Keen observer though he was, his realisation of this crisis in his life had come with characteristic slowness. When Lillian Astrupp had given her dictum, when the music of the orchestra had ceased, and the curtain risen on the second act of the play, nothing but a sense of stupefaction had filled his mind.

In that moment the great song was silenced; not silenced by any portentous episode, any incident that could have lent dignity to its end, but by a trivial social commonplace. In the first blank sensation of loss his faculties had been numbed; in the quarter of an hour that followed the rise of the curtain he had sat staring at the stage -seeing nothing, hearing nothing-filled with the enormity of the void that suddenly surrounded him. Then, from habit, from constitutional tendency, he had begun slowly and perseveringly to draw one thread and then another from the tangle of his thoughts; to forge with doubt and difficulty the chain that was to draw him towards the future.

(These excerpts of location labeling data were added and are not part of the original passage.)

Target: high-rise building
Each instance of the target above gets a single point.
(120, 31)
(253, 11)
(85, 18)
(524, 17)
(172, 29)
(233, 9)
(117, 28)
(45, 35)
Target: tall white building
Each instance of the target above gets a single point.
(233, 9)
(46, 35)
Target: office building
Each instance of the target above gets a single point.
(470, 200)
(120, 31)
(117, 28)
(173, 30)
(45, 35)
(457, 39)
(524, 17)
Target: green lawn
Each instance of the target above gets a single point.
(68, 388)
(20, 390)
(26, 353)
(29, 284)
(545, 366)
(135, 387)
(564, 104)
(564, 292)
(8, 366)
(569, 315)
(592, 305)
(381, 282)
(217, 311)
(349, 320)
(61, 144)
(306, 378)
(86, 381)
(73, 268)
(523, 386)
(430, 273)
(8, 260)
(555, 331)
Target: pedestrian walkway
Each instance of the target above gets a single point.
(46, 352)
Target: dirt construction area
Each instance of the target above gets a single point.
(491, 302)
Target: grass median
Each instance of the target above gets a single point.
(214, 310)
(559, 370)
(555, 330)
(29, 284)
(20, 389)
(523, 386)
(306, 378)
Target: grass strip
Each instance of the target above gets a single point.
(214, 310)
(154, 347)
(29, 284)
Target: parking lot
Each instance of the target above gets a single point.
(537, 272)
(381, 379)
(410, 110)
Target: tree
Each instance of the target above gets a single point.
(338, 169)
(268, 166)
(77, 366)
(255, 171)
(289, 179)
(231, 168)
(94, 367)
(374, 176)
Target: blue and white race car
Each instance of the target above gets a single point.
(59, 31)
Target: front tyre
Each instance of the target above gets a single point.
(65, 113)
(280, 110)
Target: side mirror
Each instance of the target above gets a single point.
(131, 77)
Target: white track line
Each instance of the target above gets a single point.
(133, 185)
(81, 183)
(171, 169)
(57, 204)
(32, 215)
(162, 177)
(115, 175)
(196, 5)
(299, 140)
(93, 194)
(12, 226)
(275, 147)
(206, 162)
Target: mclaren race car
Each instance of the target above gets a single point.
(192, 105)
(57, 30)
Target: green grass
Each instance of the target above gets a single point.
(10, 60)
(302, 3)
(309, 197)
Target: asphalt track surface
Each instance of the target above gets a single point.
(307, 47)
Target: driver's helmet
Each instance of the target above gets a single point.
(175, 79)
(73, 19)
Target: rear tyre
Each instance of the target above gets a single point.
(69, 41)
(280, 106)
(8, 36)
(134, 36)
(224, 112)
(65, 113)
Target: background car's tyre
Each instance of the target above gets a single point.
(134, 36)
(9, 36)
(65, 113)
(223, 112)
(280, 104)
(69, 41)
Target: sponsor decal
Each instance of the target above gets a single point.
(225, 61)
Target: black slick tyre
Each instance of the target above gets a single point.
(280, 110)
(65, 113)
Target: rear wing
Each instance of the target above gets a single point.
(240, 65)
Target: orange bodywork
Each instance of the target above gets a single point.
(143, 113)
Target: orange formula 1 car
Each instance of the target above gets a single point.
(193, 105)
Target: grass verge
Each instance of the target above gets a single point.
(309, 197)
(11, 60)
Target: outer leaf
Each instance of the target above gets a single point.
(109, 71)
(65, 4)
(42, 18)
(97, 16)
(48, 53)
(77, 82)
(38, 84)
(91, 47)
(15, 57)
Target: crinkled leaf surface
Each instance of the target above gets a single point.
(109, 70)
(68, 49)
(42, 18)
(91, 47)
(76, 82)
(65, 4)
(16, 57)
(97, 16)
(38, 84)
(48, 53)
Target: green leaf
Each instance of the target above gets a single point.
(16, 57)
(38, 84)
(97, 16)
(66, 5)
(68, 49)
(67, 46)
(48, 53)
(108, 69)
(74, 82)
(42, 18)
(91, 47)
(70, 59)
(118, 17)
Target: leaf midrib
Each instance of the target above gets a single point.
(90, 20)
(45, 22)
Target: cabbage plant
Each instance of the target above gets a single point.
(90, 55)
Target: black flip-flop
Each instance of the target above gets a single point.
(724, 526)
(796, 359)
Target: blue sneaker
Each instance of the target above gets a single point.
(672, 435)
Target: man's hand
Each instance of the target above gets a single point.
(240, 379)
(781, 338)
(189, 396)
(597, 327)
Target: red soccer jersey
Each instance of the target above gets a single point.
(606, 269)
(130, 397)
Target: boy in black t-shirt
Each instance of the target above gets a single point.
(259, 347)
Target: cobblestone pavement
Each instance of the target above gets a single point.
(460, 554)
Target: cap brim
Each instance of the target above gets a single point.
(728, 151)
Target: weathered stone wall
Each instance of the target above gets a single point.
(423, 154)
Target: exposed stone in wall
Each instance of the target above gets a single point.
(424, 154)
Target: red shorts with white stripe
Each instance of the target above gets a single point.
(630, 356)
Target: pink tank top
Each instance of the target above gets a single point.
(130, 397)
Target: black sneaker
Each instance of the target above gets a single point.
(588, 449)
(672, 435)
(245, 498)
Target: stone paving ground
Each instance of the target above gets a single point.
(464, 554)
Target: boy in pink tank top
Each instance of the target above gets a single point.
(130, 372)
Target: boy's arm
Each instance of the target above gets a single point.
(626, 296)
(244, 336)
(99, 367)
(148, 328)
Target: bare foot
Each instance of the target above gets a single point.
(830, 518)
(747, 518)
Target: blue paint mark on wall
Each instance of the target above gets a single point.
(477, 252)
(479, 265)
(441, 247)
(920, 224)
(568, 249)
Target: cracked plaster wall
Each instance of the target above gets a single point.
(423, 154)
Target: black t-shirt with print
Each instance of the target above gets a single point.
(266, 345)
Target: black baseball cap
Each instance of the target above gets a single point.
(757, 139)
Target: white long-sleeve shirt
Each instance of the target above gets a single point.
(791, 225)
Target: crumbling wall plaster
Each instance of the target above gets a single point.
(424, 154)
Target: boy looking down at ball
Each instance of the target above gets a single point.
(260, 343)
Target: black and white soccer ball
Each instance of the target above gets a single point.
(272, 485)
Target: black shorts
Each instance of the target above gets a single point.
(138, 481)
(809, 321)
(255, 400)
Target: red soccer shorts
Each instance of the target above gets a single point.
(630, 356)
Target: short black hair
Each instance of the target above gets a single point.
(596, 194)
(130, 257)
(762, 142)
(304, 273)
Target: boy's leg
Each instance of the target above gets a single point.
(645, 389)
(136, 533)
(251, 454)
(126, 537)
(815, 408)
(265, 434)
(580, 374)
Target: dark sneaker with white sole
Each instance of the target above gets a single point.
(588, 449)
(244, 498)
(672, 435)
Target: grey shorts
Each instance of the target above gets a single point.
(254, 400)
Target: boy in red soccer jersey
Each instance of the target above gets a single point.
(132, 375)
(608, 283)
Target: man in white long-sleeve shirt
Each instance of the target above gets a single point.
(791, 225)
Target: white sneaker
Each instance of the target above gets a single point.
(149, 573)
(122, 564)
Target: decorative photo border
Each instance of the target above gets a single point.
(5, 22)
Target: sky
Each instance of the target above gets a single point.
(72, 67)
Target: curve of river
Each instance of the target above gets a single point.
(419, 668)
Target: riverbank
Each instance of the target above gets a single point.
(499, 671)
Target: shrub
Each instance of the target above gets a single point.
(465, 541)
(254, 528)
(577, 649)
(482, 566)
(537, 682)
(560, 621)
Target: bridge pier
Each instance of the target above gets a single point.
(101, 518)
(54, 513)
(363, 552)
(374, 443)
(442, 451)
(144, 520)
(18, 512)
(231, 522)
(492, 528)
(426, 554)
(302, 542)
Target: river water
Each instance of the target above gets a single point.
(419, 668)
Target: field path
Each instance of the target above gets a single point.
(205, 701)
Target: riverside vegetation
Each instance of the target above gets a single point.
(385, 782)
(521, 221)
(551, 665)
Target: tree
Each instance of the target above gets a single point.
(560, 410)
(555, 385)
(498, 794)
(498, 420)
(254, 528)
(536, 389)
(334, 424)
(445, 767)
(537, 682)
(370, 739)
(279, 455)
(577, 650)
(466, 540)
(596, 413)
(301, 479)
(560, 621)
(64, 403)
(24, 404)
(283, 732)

And it was upon this incomplete and yet tenacious chain that his mind worked as he traversed the familiar streets, and gained the house he had so easily learned to call home.

As he inserted the latchkey and felt it move smoothly in the lock, a momentary revolt against his own judgment, his own censorship, swung him sharply towards reaction. But it is only the blind who can walk without a tremor upon the edge of an abyss and there was no longer a bandage across his eyes. Like a strip of lighted paper, the reaction flared up; but like the strip of paper it dropped back to ashes. He pushed the door open and slowly crossed the hall.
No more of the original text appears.